Монахи читали отходные молитвы.

А палач на виду у всех ругался над мёртвыми телами.

Дудки умолкли, и до Круглой башни донёсся крик Лисовского:

– Всех вас… вошь… передавим!

– А-а-а! – вопли поляков и литвы сливались в один звук.

– Братцы, простите, братцы! – крестился Сухан Останков. Губы его дрожали.

– Казнить пленных! – вдруг донеслось из толпы на стене. Митрию послышалось, что это был голос Фёдора Карцова. И уже через мгновение все монастырские в один голос кричали:

– Казнить пленных!

Роща и Голохвастый переглянулись, и Алексей Иванович, сжав тонкие губы, кивнул:

– Казнить.

Оба спустились к Иоасафу, стоящему подле ворот.

Григорий Борисович твёрдо сказал:

– Отче, Лисовский казнил четверых казаков, над телами страшно надругался. Благослови, отче, казнить пленников!

– Всех? – жёстко вопросил Иоасаф.

– Всех! – ответил Роща.

В молчании стоял Иоасаф, опустив голову. Потом поднял её и рек:

– Благословляю! Грех беру на себя.

И, покачнувшись на повороте, нетвёрдой походкой удалился в Троицкий собор.

Там, оставшись один, беззвучно шевелил губами, на сводя глаз с золотого оклада Троицы. Весёлым зелёным светом сияли изумруды в венце, ярым солнцем на закате светились рубины, ласкали глаз лалы. Для них, для тех, что за стеной, это вожделение – золота, богатства, власти. Для нас, здесь, в обители, – преклонение: Господу отдать самое дорогое. Господь может карать – но пока он не явился второй раз на землю, карать приходится людям. И кровь заливает святую землю.
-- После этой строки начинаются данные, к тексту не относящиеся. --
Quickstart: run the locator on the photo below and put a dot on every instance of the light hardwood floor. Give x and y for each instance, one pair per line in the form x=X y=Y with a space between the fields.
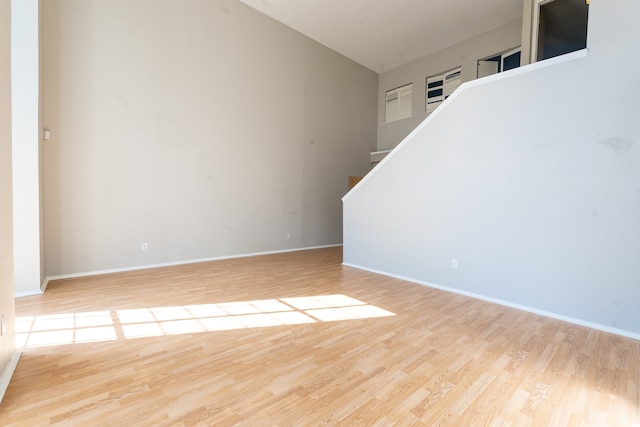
x=297 y=339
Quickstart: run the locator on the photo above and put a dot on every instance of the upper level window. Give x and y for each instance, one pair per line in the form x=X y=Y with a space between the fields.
x=499 y=63
x=441 y=86
x=398 y=103
x=559 y=27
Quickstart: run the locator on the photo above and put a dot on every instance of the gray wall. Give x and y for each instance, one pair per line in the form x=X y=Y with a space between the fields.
x=200 y=127
x=530 y=180
x=7 y=343
x=465 y=54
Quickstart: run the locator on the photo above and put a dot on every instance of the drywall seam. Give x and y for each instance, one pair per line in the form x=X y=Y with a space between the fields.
x=8 y=373
x=168 y=264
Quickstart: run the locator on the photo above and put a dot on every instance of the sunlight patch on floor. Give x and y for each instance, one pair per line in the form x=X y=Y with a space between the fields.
x=74 y=328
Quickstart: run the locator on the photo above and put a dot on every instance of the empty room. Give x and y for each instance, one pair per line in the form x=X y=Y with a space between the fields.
x=303 y=212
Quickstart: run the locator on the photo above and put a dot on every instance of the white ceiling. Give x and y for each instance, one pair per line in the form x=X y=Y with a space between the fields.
x=384 y=34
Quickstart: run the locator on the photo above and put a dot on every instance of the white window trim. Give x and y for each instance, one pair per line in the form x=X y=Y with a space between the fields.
x=403 y=105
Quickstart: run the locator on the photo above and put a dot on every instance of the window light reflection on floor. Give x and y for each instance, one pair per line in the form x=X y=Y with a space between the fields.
x=73 y=328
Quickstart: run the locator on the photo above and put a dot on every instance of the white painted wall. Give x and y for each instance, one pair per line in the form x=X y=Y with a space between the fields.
x=465 y=54
x=25 y=66
x=7 y=307
x=535 y=193
x=200 y=127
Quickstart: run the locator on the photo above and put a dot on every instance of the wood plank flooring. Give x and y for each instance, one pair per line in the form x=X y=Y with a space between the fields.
x=298 y=339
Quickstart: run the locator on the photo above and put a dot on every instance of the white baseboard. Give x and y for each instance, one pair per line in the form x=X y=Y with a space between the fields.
x=171 y=264
x=580 y=322
x=8 y=373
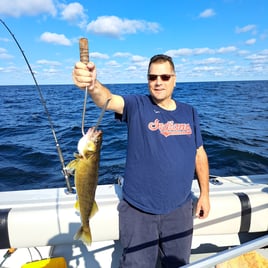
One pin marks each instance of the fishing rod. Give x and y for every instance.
(65, 173)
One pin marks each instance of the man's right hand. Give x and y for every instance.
(85, 75)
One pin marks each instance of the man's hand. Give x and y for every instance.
(85, 75)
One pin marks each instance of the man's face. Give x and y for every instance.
(161, 81)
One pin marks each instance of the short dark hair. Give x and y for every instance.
(161, 58)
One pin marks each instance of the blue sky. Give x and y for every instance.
(216, 40)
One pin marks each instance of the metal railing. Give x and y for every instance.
(229, 253)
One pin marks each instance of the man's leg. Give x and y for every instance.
(176, 236)
(138, 236)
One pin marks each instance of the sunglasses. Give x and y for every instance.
(164, 77)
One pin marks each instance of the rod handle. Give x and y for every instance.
(83, 48)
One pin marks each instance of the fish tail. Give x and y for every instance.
(84, 236)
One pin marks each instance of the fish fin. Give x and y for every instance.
(72, 164)
(94, 209)
(83, 236)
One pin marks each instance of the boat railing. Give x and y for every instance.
(230, 253)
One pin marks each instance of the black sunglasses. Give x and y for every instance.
(164, 77)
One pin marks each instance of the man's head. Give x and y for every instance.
(161, 79)
(161, 58)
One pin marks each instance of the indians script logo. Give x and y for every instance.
(170, 128)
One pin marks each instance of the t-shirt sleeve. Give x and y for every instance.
(197, 130)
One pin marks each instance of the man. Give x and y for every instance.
(165, 148)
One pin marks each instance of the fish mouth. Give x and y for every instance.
(90, 142)
(94, 135)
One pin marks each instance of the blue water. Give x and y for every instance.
(234, 122)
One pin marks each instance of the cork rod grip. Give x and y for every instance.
(83, 47)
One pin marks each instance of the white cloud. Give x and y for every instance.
(17, 8)
(122, 54)
(229, 49)
(98, 55)
(199, 51)
(247, 28)
(251, 41)
(49, 62)
(210, 61)
(113, 63)
(116, 27)
(207, 13)
(74, 13)
(55, 38)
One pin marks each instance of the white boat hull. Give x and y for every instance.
(47, 219)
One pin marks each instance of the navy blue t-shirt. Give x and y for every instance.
(161, 154)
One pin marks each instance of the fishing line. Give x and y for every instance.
(66, 175)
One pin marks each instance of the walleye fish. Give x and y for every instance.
(85, 168)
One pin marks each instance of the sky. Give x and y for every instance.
(216, 40)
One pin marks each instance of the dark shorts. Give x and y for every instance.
(145, 236)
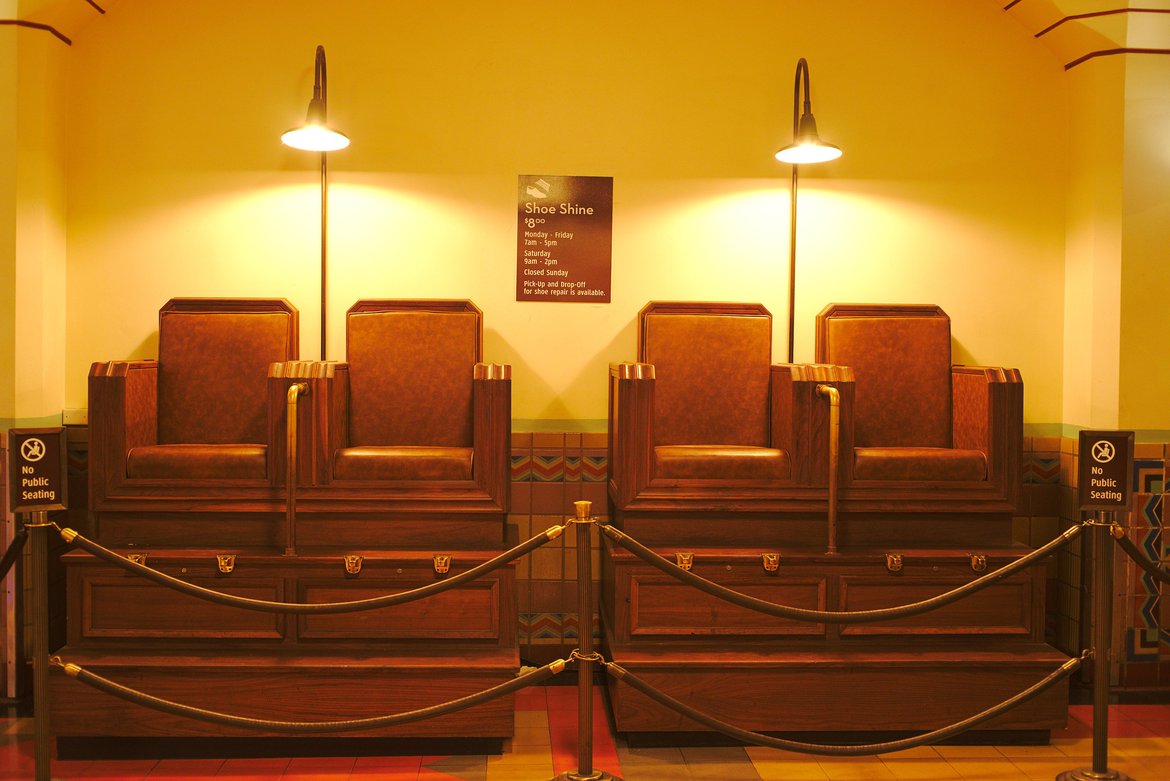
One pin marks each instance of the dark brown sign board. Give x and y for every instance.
(564, 239)
(36, 470)
(1106, 470)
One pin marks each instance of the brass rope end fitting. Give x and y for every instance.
(297, 388)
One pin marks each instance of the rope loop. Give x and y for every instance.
(136, 697)
(314, 608)
(834, 616)
(828, 750)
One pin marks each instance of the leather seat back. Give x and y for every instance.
(901, 358)
(711, 365)
(213, 358)
(411, 373)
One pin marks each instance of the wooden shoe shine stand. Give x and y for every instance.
(387, 525)
(749, 509)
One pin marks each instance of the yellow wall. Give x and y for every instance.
(1094, 260)
(7, 222)
(951, 189)
(32, 228)
(1144, 368)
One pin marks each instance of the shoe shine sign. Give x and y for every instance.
(564, 239)
(36, 469)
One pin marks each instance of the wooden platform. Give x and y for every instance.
(308, 668)
(776, 675)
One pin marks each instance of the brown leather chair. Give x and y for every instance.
(194, 429)
(920, 434)
(704, 430)
(415, 432)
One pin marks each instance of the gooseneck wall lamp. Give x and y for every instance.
(316, 136)
(805, 147)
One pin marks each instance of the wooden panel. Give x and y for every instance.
(470, 612)
(862, 696)
(1003, 608)
(130, 608)
(662, 607)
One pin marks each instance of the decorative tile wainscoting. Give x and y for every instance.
(550, 471)
(1141, 642)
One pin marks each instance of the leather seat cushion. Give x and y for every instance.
(403, 463)
(942, 464)
(721, 462)
(199, 461)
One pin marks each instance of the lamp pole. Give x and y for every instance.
(316, 136)
(805, 147)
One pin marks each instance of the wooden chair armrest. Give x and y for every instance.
(800, 417)
(123, 400)
(123, 414)
(491, 430)
(281, 377)
(988, 409)
(631, 429)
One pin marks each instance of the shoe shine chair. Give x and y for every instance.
(936, 446)
(193, 430)
(718, 462)
(704, 428)
(404, 465)
(413, 447)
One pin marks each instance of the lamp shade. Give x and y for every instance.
(807, 146)
(316, 136)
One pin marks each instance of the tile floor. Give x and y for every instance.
(544, 745)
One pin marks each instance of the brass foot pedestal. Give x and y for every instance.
(1089, 774)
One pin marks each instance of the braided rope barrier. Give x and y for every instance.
(13, 552)
(304, 727)
(1142, 560)
(835, 616)
(310, 608)
(830, 750)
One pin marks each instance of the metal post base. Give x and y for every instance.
(1089, 774)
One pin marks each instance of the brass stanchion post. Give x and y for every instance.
(1102, 636)
(585, 655)
(834, 455)
(38, 522)
(290, 462)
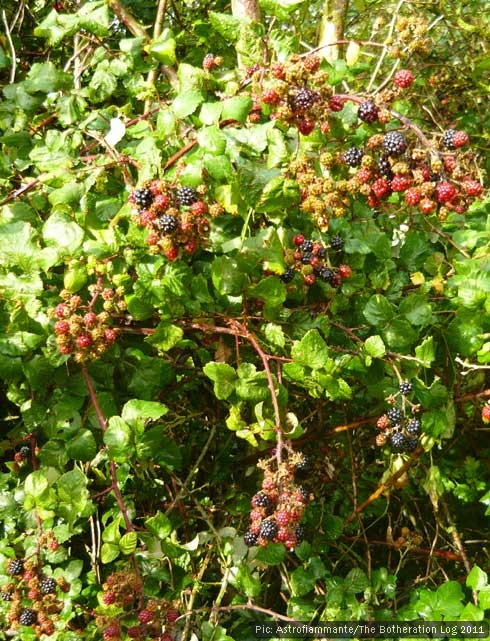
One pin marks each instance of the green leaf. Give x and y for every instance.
(135, 410)
(186, 103)
(356, 581)
(165, 336)
(374, 346)
(302, 582)
(378, 310)
(425, 352)
(224, 378)
(63, 234)
(311, 351)
(128, 542)
(477, 579)
(109, 552)
(117, 437)
(159, 525)
(273, 554)
(81, 446)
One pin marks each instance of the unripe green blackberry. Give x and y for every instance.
(394, 143)
(28, 616)
(186, 196)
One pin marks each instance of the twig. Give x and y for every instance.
(386, 485)
(13, 68)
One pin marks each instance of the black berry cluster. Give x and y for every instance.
(279, 506)
(314, 262)
(176, 217)
(397, 426)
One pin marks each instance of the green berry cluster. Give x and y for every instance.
(278, 508)
(177, 218)
(81, 331)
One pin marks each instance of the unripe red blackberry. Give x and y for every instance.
(445, 192)
(84, 340)
(427, 205)
(15, 567)
(381, 187)
(145, 616)
(413, 196)
(472, 187)
(208, 62)
(403, 78)
(304, 99)
(400, 183)
(270, 97)
(305, 126)
(28, 616)
(394, 143)
(368, 111)
(336, 103)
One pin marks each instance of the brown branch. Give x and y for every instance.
(386, 485)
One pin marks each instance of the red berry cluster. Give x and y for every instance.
(79, 330)
(33, 598)
(295, 93)
(123, 590)
(315, 261)
(176, 217)
(278, 508)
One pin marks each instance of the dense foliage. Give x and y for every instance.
(244, 307)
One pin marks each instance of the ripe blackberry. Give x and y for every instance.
(304, 99)
(395, 415)
(336, 242)
(447, 139)
(288, 275)
(261, 500)
(143, 197)
(306, 246)
(398, 440)
(48, 586)
(28, 616)
(268, 530)
(250, 538)
(15, 567)
(353, 156)
(25, 451)
(394, 143)
(303, 465)
(411, 443)
(368, 112)
(406, 387)
(186, 195)
(325, 274)
(413, 426)
(168, 223)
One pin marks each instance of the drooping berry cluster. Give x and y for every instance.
(176, 217)
(316, 261)
(277, 509)
(82, 332)
(34, 599)
(137, 616)
(398, 427)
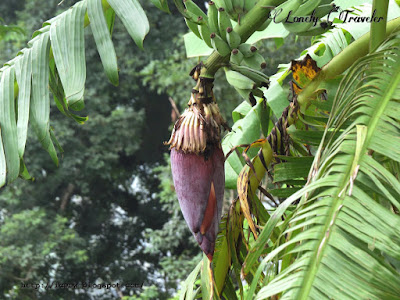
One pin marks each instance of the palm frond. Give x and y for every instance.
(55, 57)
(346, 228)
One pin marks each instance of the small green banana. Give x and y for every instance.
(236, 56)
(238, 80)
(293, 23)
(233, 38)
(317, 30)
(256, 61)
(193, 10)
(212, 17)
(205, 34)
(223, 22)
(219, 45)
(226, 4)
(247, 49)
(244, 93)
(193, 27)
(238, 6)
(264, 25)
(286, 8)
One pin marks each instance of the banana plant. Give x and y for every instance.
(317, 178)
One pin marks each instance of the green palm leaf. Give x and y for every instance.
(346, 228)
(55, 58)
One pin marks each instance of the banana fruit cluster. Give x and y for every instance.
(215, 28)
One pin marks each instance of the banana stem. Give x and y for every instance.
(245, 28)
(378, 28)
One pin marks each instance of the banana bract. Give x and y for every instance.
(197, 163)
А грех решения – на нём.


Против Красной горы, за Плотничной башней, встали стрельцы и казаки. Из Конюшенных ворот к старой токарне вывели сорок два человека литовских пленников – и знатных, и простых. Палач, засучив рукава посконной рубахи, подвязав кожаный передник, поудобнее поворотил плаху, опробовал в руке топор.

С Красной горы, от туров, смотрели на месть с ожесточением.

Но не успели ещё гонцы донести о содеянном Сапеге, как задудели рожки на взгорке, что над Верхним прудом. Из табора Лисовского выскочило множество народу – но залп из пушек отогнал лисовчиков от взгорка и дороги к воротам. На пригорок под охраной казаков Сухана вывели девятнадцать человек казаков-лисовчиков да изменников, что пристали к пану, и вновь была палачу работа. Кровь за кровь.

Изменники взвыли, глядя, как падают, катятся головы их родичей и побратимов. А со стороны Княжьего поля бежали те, кто был свидетелями казни первых сорока двух человек. Но не на Сухана – в ярости кинулась толпа на самого Лисовского. Верные пану казаки сгрудились вокруг предводителя, но толпа пёрла прямо на пики, кричала исступлённо, желала растерзать виновника гибели товарищей. Уже чей-то засапожный нож из гущи людской пролетел в сторону пана Александра, попал в чужого коня – конь взвился на дыбы, понёс. И кончилась бы здесь жизнь Лисовского, если бы на дороге не затрубил рог самого Сапеги. Раздался грозный голос:

– Назад!

Толпа отхлынула.

– Утром жалованье выдам! – крикнул Сапега, сверкая зелёными глазами, держа пистолю наготове. – Мятежа не потерплю! Ротные! Построить свои роты! Развести людей по местам! Кто не разойдётся – враз к дьяволу отправлю.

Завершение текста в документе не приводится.